At the time of the filing of his motion, Dyous had only a Level 3 pass, which permits trips into the community with staff supervision. (Id.) Dyous had twice requested a Level 4 pass, but both applications were denied. (Id.) The Medical Director of Whiting represents that the most recent request was denied because Dyous "needed to demonstrate greater and consistent safety in the community by making additional trips into the community with staff on his level 3 pass." (Id.) By June 2019, and after the filing of the instant motion, Dyous "had several community trips in which he demonstrated such behavior that his treatment team and the [Forensic Review Committee]" supported a Level 4 pass. (Id.) Because the PSRB had requested to be informed in advance of Whiting's intention to grant Dyous a Level 4 pass, Whiting informed the PSRB of this decision. (Id.) In July 2019, Dyous was given a Level 4 pass. (Defs.' Response Mem. at 1.) The PSRB has been so advised, but it is unknown what, if any, action the PSRB might take in response. (Id.)

The Defendants notified the Court of this development through what it styled as a "Reply Memorandum in Opposition to Motion for Compliance." (ECF No. 174.) Dyous objected to this filing as an improper sur-reply brief and asked that it be stricken. (ECF No. 175.) Dyous is correct that leave of the Court is required for sur-reply briefs.
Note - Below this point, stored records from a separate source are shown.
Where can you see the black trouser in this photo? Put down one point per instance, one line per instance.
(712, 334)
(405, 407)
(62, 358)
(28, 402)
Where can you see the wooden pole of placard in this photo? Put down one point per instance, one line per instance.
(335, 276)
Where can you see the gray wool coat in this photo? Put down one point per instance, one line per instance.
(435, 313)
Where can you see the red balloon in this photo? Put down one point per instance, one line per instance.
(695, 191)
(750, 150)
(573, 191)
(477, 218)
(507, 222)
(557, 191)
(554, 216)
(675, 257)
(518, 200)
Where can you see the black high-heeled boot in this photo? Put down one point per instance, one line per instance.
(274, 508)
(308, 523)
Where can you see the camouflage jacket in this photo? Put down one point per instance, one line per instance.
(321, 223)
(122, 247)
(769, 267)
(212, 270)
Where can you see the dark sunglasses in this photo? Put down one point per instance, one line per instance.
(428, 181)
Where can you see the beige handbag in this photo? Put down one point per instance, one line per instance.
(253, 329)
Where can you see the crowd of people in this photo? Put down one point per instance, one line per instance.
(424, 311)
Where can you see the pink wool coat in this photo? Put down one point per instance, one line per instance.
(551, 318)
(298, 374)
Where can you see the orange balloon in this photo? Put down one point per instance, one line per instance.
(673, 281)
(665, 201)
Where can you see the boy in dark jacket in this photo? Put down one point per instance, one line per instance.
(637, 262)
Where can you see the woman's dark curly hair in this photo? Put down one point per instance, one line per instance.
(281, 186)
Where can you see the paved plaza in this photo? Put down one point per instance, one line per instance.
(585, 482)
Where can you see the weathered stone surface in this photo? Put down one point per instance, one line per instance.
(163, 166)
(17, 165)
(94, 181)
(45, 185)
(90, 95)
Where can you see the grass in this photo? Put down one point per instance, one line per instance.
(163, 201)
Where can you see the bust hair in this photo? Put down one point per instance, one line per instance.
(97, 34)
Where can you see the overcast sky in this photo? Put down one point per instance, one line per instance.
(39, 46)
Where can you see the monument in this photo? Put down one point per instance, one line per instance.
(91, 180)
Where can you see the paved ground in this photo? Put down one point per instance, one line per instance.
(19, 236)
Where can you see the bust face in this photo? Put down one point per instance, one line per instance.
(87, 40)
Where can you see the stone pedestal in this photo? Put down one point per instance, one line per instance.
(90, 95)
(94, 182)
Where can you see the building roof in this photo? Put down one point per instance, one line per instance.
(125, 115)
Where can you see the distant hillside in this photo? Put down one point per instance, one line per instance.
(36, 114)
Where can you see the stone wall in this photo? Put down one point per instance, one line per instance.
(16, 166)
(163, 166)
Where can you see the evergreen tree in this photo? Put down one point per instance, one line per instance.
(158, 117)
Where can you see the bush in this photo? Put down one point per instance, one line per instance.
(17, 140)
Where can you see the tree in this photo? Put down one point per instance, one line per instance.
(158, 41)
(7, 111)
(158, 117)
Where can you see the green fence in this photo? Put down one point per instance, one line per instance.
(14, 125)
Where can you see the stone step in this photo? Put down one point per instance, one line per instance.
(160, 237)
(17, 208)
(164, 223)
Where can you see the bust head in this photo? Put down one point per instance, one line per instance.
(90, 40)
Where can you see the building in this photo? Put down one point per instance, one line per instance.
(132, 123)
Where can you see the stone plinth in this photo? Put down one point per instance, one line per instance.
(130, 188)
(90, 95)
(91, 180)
D. Conn. Local R. Civ. P. 7(d). But "[a] district court has broad discretion to determine whether to overlook a party's failure to comply with local court rules." Holtz v. Rockefeller & Co., 258 F.3d 62, 73 (2d Cir. 2001). Here, the Defendants merely sought to notify the Court of a factual development. Even if the submission was considered an improper sur-reply, the Court will overlook the Defendants' failure to comply with the procedural requirements of Local Rule 7 and allow it because this factual development is germane to the Court's mootness determination. --------

As a threshold matter, the Court agrees that Dyous' motion is moot to the extent that it seeks to compel issuance of a Level 4 pass. "A case is moot when the issues presented are no longer live or the parties lack a legally cognizable interest in the outcome. The underlying concern is that, when the challenged conduct ceases such that there is no reasonable expectation that the wrong will be repeated, then it becomes impossible for the court to grant any effectual relief whatever to the prevailing party." City of Erie v. Pap's A.M., 529 U.S. 277, 287 (2000) (alterations omitted; citations omitted; internal quotation marks omitted); accord Powell v. McCormack, 395 U.S. 486, 495-96 (1969). Here, because Dyous has been given a Level 4 pass, there is no effectual relief that this Court can provide on this issue. E.g., Roe v. Hogan, No. 89-cv-00570, ECF No. 110, at 1-2 (D. Conn. May 1, 2007) (finding as moot movant's request for order of compliance where movant "is no longer subject to the Dutcher 2 South policy/program which he challenges").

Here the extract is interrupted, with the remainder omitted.